Solomiya arbeitet auch am Ausbau der digitalen Infrastruktur. Mithilfe der Solomiya-App werden relevante psychologische Bildungsinhalte zur Verfügung gestellt. Eine weitere App bietet Selbsthilfe bei chronischem Stress und Schlafstörungen an. Auch die Entwicklung eines Chatbots ist in Arbeit, um für Menschen auch aus der Ferne psychologische Erste Hilfe leisten zu können. Ein E-Learning-Hub soll darüber hinaus Fortbildungen zu psychischer Gesundheit, Traumatologie, Rehabilitation und chronischen Schmerzen bieten.
„Ich denke, dass die gesamte Gesellschaft Hilfe bei der Aufarbeitung der schrecklichen Erlebnisse brauchen wird. Gegenwärtig sind psychologische Erste Hilfe sowie Unterstützung bei der Bewältigung von Stresssituationen und zur Vermeidung des Burnout-Syndroms wichtig. In Zukunft werden Rehabilitationsmaßnahmen erforderlich sein, damit sich die Menschen wieder an das zivile Leben anpassen können“, erläutert Valentyna Mazhbits.

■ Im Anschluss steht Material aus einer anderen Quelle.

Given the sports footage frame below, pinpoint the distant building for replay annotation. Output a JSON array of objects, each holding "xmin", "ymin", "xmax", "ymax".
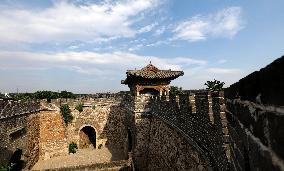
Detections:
[{"xmin": 121, "ymin": 63, "xmax": 184, "ymax": 96}]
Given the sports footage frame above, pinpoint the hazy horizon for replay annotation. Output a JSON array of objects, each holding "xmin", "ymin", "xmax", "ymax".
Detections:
[{"xmin": 0, "ymin": 0, "xmax": 284, "ymax": 94}]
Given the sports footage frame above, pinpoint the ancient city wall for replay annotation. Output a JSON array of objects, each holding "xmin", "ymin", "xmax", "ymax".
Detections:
[
  {"xmin": 147, "ymin": 117, "xmax": 212, "ymax": 171},
  {"xmin": 0, "ymin": 99, "xmax": 40, "ymax": 164},
  {"xmin": 26, "ymin": 114, "xmax": 40, "ymax": 169},
  {"xmin": 225, "ymin": 56, "xmax": 284, "ymax": 106},
  {"xmin": 66, "ymin": 99, "xmax": 128, "ymax": 160},
  {"xmin": 225, "ymin": 56, "xmax": 284, "ymax": 171},
  {"xmin": 129, "ymin": 91, "xmax": 230, "ymax": 170},
  {"xmin": 152, "ymin": 91, "xmax": 230, "ymax": 170},
  {"xmin": 226, "ymin": 99, "xmax": 284, "ymax": 171},
  {"xmin": 39, "ymin": 111, "xmax": 68, "ymax": 160}
]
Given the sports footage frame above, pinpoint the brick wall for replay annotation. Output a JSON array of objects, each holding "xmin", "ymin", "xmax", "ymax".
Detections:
[{"xmin": 225, "ymin": 56, "xmax": 284, "ymax": 171}]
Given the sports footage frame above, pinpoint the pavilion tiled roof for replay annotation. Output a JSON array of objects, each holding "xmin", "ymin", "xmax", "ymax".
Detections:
[{"xmin": 122, "ymin": 64, "xmax": 184, "ymax": 84}]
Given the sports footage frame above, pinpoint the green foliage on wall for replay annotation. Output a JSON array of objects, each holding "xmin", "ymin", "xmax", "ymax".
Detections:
[
  {"xmin": 75, "ymin": 102, "xmax": 84, "ymax": 113},
  {"xmin": 98, "ymin": 144, "xmax": 103, "ymax": 149},
  {"xmin": 170, "ymin": 86, "xmax": 183, "ymax": 96},
  {"xmin": 15, "ymin": 91, "xmax": 76, "ymax": 101},
  {"xmin": 0, "ymin": 163, "xmax": 16, "ymax": 171},
  {"xmin": 68, "ymin": 142, "xmax": 78, "ymax": 154},
  {"xmin": 204, "ymin": 79, "xmax": 225, "ymax": 91},
  {"xmin": 60, "ymin": 104, "xmax": 73, "ymax": 124}
]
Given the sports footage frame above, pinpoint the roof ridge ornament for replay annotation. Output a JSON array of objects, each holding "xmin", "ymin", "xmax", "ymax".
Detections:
[{"xmin": 141, "ymin": 61, "xmax": 160, "ymax": 73}]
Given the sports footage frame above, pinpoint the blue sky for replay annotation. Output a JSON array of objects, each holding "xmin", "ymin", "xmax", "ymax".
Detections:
[{"xmin": 0, "ymin": 0, "xmax": 284, "ymax": 93}]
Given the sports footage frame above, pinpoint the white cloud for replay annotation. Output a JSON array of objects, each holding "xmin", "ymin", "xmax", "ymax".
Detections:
[
  {"xmin": 173, "ymin": 7, "xmax": 244, "ymax": 42},
  {"xmin": 138, "ymin": 23, "xmax": 158, "ymax": 33},
  {"xmin": 0, "ymin": 51, "xmax": 245, "ymax": 90},
  {"xmin": 154, "ymin": 26, "xmax": 166, "ymax": 36},
  {"xmin": 0, "ymin": 0, "xmax": 158, "ymax": 43},
  {"xmin": 217, "ymin": 59, "xmax": 227, "ymax": 64}
]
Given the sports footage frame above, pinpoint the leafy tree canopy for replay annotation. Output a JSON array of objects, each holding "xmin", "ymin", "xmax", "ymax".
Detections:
[
  {"xmin": 15, "ymin": 91, "xmax": 76, "ymax": 100},
  {"xmin": 170, "ymin": 86, "xmax": 183, "ymax": 96}
]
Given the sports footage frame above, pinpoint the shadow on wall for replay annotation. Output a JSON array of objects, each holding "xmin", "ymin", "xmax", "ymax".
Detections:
[
  {"xmin": 97, "ymin": 105, "xmax": 128, "ymax": 161},
  {"xmin": 79, "ymin": 126, "xmax": 96, "ymax": 148},
  {"xmin": 0, "ymin": 148, "xmax": 24, "ymax": 171},
  {"xmin": 0, "ymin": 146, "xmax": 13, "ymax": 165},
  {"xmin": 225, "ymin": 56, "xmax": 284, "ymax": 106}
]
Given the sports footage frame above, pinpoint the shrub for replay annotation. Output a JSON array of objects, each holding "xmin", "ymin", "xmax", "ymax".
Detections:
[
  {"xmin": 204, "ymin": 79, "xmax": 225, "ymax": 91},
  {"xmin": 60, "ymin": 104, "xmax": 73, "ymax": 124},
  {"xmin": 75, "ymin": 102, "xmax": 84, "ymax": 113},
  {"xmin": 98, "ymin": 144, "xmax": 103, "ymax": 149},
  {"xmin": 68, "ymin": 142, "xmax": 78, "ymax": 154}
]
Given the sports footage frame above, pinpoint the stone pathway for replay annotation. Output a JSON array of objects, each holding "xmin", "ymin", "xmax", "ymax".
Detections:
[{"xmin": 32, "ymin": 148, "xmax": 121, "ymax": 170}]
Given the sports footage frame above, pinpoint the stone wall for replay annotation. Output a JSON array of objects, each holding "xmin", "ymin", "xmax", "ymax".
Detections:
[
  {"xmin": 225, "ymin": 56, "xmax": 284, "ymax": 171},
  {"xmin": 67, "ymin": 99, "xmax": 128, "ymax": 160},
  {"xmin": 39, "ymin": 111, "xmax": 68, "ymax": 160},
  {"xmin": 131, "ymin": 91, "xmax": 230, "ymax": 170},
  {"xmin": 147, "ymin": 117, "xmax": 212, "ymax": 171},
  {"xmin": 26, "ymin": 114, "xmax": 40, "ymax": 169},
  {"xmin": 226, "ymin": 99, "xmax": 284, "ymax": 171},
  {"xmin": 225, "ymin": 56, "xmax": 284, "ymax": 106},
  {"xmin": 0, "ymin": 99, "xmax": 39, "ymax": 164},
  {"xmin": 0, "ymin": 99, "xmax": 40, "ymax": 119}
]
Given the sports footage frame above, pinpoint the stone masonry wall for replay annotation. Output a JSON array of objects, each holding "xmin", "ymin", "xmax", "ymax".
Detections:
[
  {"xmin": 39, "ymin": 111, "xmax": 68, "ymax": 160},
  {"xmin": 225, "ymin": 56, "xmax": 284, "ymax": 106},
  {"xmin": 225, "ymin": 56, "xmax": 284, "ymax": 171},
  {"xmin": 129, "ymin": 91, "xmax": 230, "ymax": 170},
  {"xmin": 226, "ymin": 99, "xmax": 284, "ymax": 171},
  {"xmin": 147, "ymin": 118, "xmax": 212, "ymax": 171},
  {"xmin": 26, "ymin": 114, "xmax": 40, "ymax": 169},
  {"xmin": 67, "ymin": 99, "xmax": 128, "ymax": 160}
]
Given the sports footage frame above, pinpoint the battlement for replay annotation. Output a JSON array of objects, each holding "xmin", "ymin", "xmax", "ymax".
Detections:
[
  {"xmin": 129, "ymin": 91, "xmax": 230, "ymax": 170},
  {"xmin": 0, "ymin": 99, "xmax": 40, "ymax": 119}
]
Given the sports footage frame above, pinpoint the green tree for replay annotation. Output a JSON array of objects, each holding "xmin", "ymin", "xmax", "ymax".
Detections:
[
  {"xmin": 204, "ymin": 79, "xmax": 225, "ymax": 91},
  {"xmin": 170, "ymin": 86, "xmax": 183, "ymax": 96},
  {"xmin": 60, "ymin": 90, "xmax": 76, "ymax": 99},
  {"xmin": 60, "ymin": 104, "xmax": 73, "ymax": 124},
  {"xmin": 75, "ymin": 102, "xmax": 84, "ymax": 113}
]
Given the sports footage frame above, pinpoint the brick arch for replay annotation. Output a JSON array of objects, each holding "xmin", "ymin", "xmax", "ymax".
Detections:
[{"xmin": 78, "ymin": 124, "xmax": 98, "ymax": 148}]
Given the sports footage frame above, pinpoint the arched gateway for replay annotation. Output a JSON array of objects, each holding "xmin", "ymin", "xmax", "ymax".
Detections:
[{"xmin": 79, "ymin": 126, "xmax": 96, "ymax": 148}]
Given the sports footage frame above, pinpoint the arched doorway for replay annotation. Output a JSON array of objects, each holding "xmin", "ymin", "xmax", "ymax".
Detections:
[{"xmin": 79, "ymin": 126, "xmax": 96, "ymax": 148}]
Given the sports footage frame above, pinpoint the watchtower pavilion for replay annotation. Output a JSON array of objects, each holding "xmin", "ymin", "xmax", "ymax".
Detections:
[{"xmin": 121, "ymin": 62, "xmax": 184, "ymax": 96}]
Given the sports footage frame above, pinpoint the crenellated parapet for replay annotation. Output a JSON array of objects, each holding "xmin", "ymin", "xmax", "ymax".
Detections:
[
  {"xmin": 0, "ymin": 100, "xmax": 40, "ymax": 119},
  {"xmin": 150, "ymin": 91, "xmax": 230, "ymax": 170}
]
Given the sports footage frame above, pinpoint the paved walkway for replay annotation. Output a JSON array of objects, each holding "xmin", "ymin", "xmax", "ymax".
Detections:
[{"xmin": 32, "ymin": 148, "xmax": 123, "ymax": 170}]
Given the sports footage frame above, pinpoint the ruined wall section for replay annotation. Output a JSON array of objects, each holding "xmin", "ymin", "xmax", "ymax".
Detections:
[
  {"xmin": 67, "ymin": 99, "xmax": 128, "ymax": 159},
  {"xmin": 39, "ymin": 111, "xmax": 68, "ymax": 160},
  {"xmin": 26, "ymin": 114, "xmax": 40, "ymax": 169},
  {"xmin": 0, "ymin": 99, "xmax": 40, "ymax": 164},
  {"xmin": 0, "ymin": 99, "xmax": 40, "ymax": 119}
]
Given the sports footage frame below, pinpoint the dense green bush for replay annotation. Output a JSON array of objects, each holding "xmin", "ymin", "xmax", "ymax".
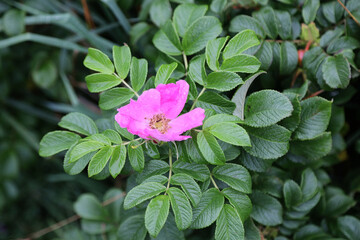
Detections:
[{"xmin": 0, "ymin": 0, "xmax": 360, "ymax": 240}]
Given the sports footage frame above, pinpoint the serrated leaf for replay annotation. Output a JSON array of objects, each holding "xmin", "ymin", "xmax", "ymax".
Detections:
[
  {"xmin": 205, "ymin": 36, "xmax": 229, "ymax": 71},
  {"xmin": 109, "ymin": 145, "xmax": 126, "ymax": 178},
  {"xmin": 250, "ymin": 191, "xmax": 283, "ymax": 226},
  {"xmin": 58, "ymin": 112, "xmax": 98, "ymax": 136},
  {"xmin": 167, "ymin": 187, "xmax": 192, "ymax": 230},
  {"xmin": 215, "ymin": 204, "xmax": 245, "ymax": 240},
  {"xmin": 173, "ymin": 161, "xmax": 210, "ymax": 182},
  {"xmin": 128, "ymin": 141, "xmax": 145, "ymax": 172},
  {"xmin": 294, "ymin": 97, "xmax": 331, "ymax": 140},
  {"xmin": 155, "ymin": 62, "xmax": 177, "ymax": 87},
  {"xmin": 85, "ymin": 73, "xmax": 121, "ymax": 93},
  {"xmin": 244, "ymin": 125, "xmax": 291, "ymax": 159},
  {"xmin": 84, "ymin": 48, "xmax": 114, "ymax": 74},
  {"xmin": 197, "ymin": 131, "xmax": 226, "ymax": 165},
  {"xmin": 244, "ymin": 90, "xmax": 293, "ymax": 127},
  {"xmin": 197, "ymin": 92, "xmax": 235, "ymax": 114},
  {"xmin": 220, "ymin": 54, "xmax": 261, "ymax": 73},
  {"xmin": 173, "ymin": 4, "xmax": 208, "ymax": 37},
  {"xmin": 153, "ymin": 20, "xmax": 182, "ymax": 56},
  {"xmin": 212, "ymin": 163, "xmax": 251, "ymax": 193},
  {"xmin": 69, "ymin": 141, "xmax": 104, "ymax": 163},
  {"xmin": 209, "ymin": 122, "xmax": 251, "ymax": 146},
  {"xmin": 322, "ymin": 54, "xmax": 351, "ymax": 88},
  {"xmin": 221, "ymin": 188, "xmax": 252, "ymax": 222},
  {"xmin": 145, "ymin": 195, "xmax": 170, "ymax": 237},
  {"xmin": 191, "ymin": 188, "xmax": 224, "ymax": 229},
  {"xmin": 130, "ymin": 57, "xmax": 148, "ymax": 92},
  {"xmin": 88, "ymin": 146, "xmax": 113, "ymax": 177},
  {"xmin": 171, "ymin": 173, "xmax": 201, "ymax": 206},
  {"xmin": 204, "ymin": 71, "xmax": 244, "ymax": 92},
  {"xmin": 223, "ymin": 29, "xmax": 260, "ymax": 59},
  {"xmin": 136, "ymin": 160, "xmax": 170, "ymax": 183},
  {"xmin": 113, "ymin": 45, "xmax": 131, "ymax": 79},
  {"xmin": 182, "ymin": 16, "xmax": 222, "ymax": 55},
  {"xmin": 124, "ymin": 182, "xmax": 166, "ymax": 209},
  {"xmin": 39, "ymin": 131, "xmax": 80, "ymax": 157}
]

Das Team aus deutschen und ukrainischen Fachleuten um Valentyna Mazhbits kann bereits auf einige Meilensteine zurückblicken:
Durch diese gezielte medizinische und psychologische Unterstützung der ukrainischen Bevölkerung sollen Stress und Trauma frühzeitig erkannt und behandelt werden. Damit erhöht sich die Chance für die Patient*innen, ein möglichst normales Leben nach dem Krieg führen zu können.
Thema: Mentale Gesundheit, Trauma- und Notfallmedizin, Telemedizin
Laufzeit: 01.05.2022 – 31.12.2023
Volumen: 6.200,000 Euro
Partner*innen: 39 Partnerkliniken in der Ukraine | Ministry of Health of Ukraine, Ministry of Veterans Affairs of Ukraine, Bogomolets National Medical University, Kharkiv National Medical University, Institute of Mental Health of Catholic University Lviv and Ukrainian Institute of Cognitive Behavioural Therapy Lviv
Partnerorganisation in Deutschland: Charité – Universitätsmedizin Berlin, BG-Kliniken Frankfurt, ZI Mannheim, LMU München, TU Dresden, Universität Greifswald, Uni Konstanz/Vivo e.V.